The statutory instrument which compels mines and other businesses to transport 30 per cent of their bulk cargo by rail, will not be enforced until Zambia Railways has increased its freight-carrying capacity and improved its infrastructure, board chairman Lubinda Linyama has said.

According to an article posted on Mining for Zambia yesterday, Linyama was speaking Wednesday 13th June 2018, during an address at the Rail Africa 2018 conference in Johannesburg, South Africa.

“We are not going to enforce this particular statutory instrument in a vacuum; we do not want a kneejerk reaction; we are not going to ambush anyone,” he said, fielding a question from the audience.

“We have taken measures to increase our capacity to a certain percentage as we implement the Statutory Instrument. But it will not be enforced 100 per cent until we actually have acquired the capacity to meet the needs of the market. We will enforce it properly when we have the proper capacity to do so.”

Zambia Railways was projecting that by the end of 2018, the company should have “beefed up” its capacity to a level where it could start to meet the needs of bulk-cargo customers in terms of service levels, security, equipment and standards.

“It’s a challenge that we have from the Zambia Chamber of Business to be sure that by the time we fully enforce the Statutory Instrument, we should be in a position to meet the demands of the market,” he said.

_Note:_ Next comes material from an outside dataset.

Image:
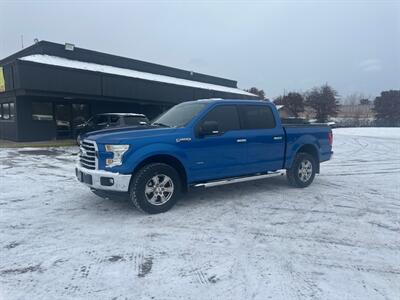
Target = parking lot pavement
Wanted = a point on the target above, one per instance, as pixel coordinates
(337, 239)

In his presentation, Lubinda said that in order to realise the full extent of Rail SI, Zambia Railways needed to substantially improve its infrastructure and increase its rolling stock. “We need more rolling stock to meet the demand that has arisen as a result of the change in legislation. We’re looking for 40 new locomotives, 3,100 wagons and we want to remanufacture more than 10 locomotives. What we intend to achieve with this is to increase our capacity in terms of movement of goods to 40 million tonnes a year.”

Currently, the company was embarking on a wide range of measures to increase trains speeds and freight-carrying capacity in order to be able to move up to 5 million tonnes of cargo a year, he said.

Critical track works needing an investment of US$50m to US$100m are being prioritised “as a stopgap measure”, and discussions are taking place with South Africa’s national rail company, Transnet, to finance these works. Various projects to link mines and other businesses to the main line are also being embarked on. Zambia Railways was also in discussion with other international rail suppliers such as GE Transportation, Bombardier and two unnamed companies from China.

Linyama concluded his presentation by saying that Rail SI had thrown up a lot of commercial opportunities, and invited international investors to come forward and participate.

“Our strategic goal is to provide a whole logistics chain of freight, right from the production point all the way up to the port where the goods will move to other destinations,” he said.

Linyama’s remarks go towards allaying the immediate concerns of the Zambian mining industry, as it appears to be the first time that it has been formally and publicly admitted that Rail SI is not yet workable.

The Rail SI compels businesses such as mines to move 30 per cent of their cargo by rail, even if rail is not available. This is contained in Clause 8 of the Rail SI, which reads:

“Where a railway network is not available to enable a person to transport goods in accordance with these regulations, that person shall engage the services of a local road transporter to transport the goods to the nearest railway station or railway loading point for onward transportation of the goods by rail.”

Despite Linyama’s assurances, it’s still not clear exactly when Zambia Railways will have increased its freight-carrying capacity and improved its infrastructure and services to the extent that it will be able to handle the massive volumes of cargo implied by Rail SI.